Time series data base for scientific experiments - mysql

I have to perform scientific experiments using time series.
I intend to use MySQL as the data storage platform.
I'm thinking of using the following set of tables to store the data:
Table1 --> ts_id (store the time series index, I will have to deal with several time series)
Table2 --> ts_id, obs_date, value (should be indexed by {ts_idx,obs_date})
Because there will be many time series (hundreds) each with possibly millions of observations, table 2 may grow very large.
The problem is that I have to replicate this experiment several times, so I'm not sure what would be the best approach:
add an experiment_id to the tables and allow them to grow even more.
create a separate data base for each experiment.
if option 2 is better (I personally think so), what would be the best logical way to do this?

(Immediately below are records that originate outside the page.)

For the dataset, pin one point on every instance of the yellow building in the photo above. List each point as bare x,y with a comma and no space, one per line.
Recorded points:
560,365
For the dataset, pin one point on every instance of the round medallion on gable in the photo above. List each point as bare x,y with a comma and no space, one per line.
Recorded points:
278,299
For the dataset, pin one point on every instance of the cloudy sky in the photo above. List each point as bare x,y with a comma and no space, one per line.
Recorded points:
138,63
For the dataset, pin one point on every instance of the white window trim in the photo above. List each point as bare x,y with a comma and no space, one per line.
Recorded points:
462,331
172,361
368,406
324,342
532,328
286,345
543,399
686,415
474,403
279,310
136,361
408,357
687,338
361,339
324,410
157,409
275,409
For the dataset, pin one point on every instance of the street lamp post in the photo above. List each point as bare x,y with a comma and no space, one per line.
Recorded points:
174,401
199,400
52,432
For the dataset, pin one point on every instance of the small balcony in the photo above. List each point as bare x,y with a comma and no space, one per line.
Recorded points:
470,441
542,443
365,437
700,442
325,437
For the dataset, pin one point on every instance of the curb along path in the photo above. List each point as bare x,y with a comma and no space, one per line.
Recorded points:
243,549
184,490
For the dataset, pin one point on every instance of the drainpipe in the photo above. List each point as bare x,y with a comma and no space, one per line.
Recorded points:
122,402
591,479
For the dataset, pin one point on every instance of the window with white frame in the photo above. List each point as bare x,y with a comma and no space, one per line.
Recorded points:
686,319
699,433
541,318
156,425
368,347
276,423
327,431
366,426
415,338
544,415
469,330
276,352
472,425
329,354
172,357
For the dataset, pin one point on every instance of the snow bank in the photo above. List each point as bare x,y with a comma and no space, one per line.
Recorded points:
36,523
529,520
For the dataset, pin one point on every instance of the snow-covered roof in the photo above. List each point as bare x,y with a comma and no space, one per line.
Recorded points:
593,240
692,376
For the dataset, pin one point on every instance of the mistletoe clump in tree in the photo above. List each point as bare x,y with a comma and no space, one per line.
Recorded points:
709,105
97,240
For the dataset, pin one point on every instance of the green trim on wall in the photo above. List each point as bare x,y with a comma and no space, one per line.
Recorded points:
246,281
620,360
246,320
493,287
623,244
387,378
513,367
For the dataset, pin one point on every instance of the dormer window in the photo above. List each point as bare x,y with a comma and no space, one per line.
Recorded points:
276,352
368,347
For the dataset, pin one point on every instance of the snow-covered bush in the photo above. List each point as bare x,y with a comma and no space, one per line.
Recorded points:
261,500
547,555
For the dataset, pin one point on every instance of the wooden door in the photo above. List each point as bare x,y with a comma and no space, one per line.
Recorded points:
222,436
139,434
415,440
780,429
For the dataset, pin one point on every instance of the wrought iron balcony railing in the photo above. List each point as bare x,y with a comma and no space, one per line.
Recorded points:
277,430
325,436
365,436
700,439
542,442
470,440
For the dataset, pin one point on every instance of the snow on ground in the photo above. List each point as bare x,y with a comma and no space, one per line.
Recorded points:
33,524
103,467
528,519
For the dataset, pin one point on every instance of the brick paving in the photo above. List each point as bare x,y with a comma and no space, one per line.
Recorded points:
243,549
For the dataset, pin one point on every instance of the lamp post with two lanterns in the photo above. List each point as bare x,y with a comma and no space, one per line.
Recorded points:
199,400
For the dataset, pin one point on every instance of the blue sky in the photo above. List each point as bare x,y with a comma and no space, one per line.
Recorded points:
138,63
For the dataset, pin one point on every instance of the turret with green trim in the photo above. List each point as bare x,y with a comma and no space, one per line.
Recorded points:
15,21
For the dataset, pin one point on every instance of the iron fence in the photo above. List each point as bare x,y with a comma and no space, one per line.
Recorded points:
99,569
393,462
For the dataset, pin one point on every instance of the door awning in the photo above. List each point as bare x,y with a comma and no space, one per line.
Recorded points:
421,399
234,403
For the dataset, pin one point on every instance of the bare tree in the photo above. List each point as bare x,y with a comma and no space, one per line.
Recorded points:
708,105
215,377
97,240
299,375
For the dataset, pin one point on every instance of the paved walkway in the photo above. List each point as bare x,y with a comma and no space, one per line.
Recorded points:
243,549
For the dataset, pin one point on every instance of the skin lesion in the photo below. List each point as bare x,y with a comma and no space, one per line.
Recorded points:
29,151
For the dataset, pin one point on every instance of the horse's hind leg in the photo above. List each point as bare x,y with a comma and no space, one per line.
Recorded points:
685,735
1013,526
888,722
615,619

I have many different experiments to perform, each needing replication. If I create a different data base for every replication, I'd get hundreds of data bases pretty soon. Is there a way to logically organize them, such as each replication as a "sub-database" of its experiment master database?

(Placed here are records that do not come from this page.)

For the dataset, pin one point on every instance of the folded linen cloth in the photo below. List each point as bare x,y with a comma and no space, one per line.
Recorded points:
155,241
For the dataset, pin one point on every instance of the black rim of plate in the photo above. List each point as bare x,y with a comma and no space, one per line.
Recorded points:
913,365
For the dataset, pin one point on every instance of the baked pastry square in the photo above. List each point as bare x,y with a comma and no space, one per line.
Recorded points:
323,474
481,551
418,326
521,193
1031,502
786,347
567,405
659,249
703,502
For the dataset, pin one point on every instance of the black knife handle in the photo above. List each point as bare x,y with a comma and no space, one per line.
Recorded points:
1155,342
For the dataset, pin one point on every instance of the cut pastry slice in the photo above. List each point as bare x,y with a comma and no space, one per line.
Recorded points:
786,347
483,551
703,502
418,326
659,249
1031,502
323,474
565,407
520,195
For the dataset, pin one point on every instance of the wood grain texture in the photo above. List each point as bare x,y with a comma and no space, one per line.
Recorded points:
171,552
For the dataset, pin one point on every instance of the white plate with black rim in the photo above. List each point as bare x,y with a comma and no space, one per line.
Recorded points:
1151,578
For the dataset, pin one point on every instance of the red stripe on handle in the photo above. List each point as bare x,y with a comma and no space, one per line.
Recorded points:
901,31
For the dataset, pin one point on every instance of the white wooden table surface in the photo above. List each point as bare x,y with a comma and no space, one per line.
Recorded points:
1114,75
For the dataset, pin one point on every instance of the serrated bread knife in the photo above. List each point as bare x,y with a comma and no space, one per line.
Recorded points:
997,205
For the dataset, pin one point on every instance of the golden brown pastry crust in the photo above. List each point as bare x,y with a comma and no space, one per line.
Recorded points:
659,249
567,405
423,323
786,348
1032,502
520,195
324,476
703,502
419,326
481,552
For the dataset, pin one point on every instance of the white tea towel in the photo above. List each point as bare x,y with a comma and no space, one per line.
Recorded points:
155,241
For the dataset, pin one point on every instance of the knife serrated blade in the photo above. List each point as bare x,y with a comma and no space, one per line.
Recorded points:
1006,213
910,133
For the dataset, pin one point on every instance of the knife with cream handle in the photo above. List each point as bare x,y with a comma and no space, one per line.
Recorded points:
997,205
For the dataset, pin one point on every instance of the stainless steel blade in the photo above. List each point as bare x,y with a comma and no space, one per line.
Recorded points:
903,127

You might want to start out by considering how you will need to analyze your data.
Assumably your analysis will need to know about experiment name, experiment replica number, internal replicates (e.g. at each timepoint there 3 "identical" subjects measured for each treatment). So your db schema might be something like this:
experiments
exp_id int unsigned not null auto_increment primary key,
exp_name varchar(45)
other fields that any kind of experiment can have
replicates
rep_id int unsigned not null auto_increment primary key,
exp_id int unsigned not null foreign key to experiments
other fields that any kind of experiment replica can have
subjects
subject_id int unsigned not null auto_increment primary key,
subject_name varchar(45),
other fields that any kind of subject can have
observations
ob_id int unsigned not null auto_increment primary key,
rep_id int unsigned not null foreign key to replicates,
subject_id int unsigned not null foreign key to subjects,
ob_time timestamp
other fields to hold the measurements you make at each timepoint
If you have internal replicates you'll need another table to hold the internal replicate/subject relationship.
Don't worry about your millions of rows. As long as you index sensibly, there won't likely be any problems. But if worse comes to worst you can always partition your observation table (likely to be the largest) by rep_id.

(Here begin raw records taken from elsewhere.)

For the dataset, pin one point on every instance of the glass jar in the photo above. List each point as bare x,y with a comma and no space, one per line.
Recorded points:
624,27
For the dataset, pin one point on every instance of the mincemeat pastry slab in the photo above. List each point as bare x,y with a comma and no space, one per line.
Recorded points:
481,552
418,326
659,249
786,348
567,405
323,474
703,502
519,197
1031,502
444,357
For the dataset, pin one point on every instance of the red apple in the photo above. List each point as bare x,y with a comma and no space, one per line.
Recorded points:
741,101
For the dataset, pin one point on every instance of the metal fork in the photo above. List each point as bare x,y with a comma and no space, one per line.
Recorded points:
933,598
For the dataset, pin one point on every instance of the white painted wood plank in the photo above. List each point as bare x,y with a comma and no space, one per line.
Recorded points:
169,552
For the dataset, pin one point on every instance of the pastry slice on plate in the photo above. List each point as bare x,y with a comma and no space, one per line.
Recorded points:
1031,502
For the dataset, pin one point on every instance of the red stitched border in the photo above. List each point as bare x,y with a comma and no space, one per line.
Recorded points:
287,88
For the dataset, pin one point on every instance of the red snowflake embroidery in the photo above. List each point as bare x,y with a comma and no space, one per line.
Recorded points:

Should you have more than one data base, one for each experiment?
The answer to your question hinges on your answer to this question: Will you want to do a lot of analysis that compares one experiment to another?
If you will do a lot of experiment-to-experiment comparison, it will be a horrendous pain in the neck to have a separate data base for every experiment.
I think your suggestion of an experiment ID column in your observation table is a fine idea. That way you can build an experiment table with an overall description of your experiment. That table can also hold the units of observation in your value column (e.g. temp, voltage, etc).
If you have some kind of complex organization of your multiple experiments, you can store that organization in your experiment table.
Notice that MySQL is quite efficient at slinging around short rows of data. You can buy a nice server for the cost of a few dozen hours of your labor, or rent one on a cloud service for the cost of a few hours of labor.
Notice also that MySQL offers the MERGE storage engine. http://dev.mysql.com/doc/refman/5.5/en/merge-storage-engine.html This allows a bunch of different tables with the same column structure to be accessed as if it were one table. This would allow you to store results from individual experiments or groups of them in their own tables, and then access them together. If you have problems scaling up your data collection system, you may want to consider this. But the good news is you can get your database working and then convert to this.
Another question: why do you have a table with nothing but ts_id values in it? I don't get that.

Related

Multiple possible data types for the same attribute: null entries, EAV, or store as varchar?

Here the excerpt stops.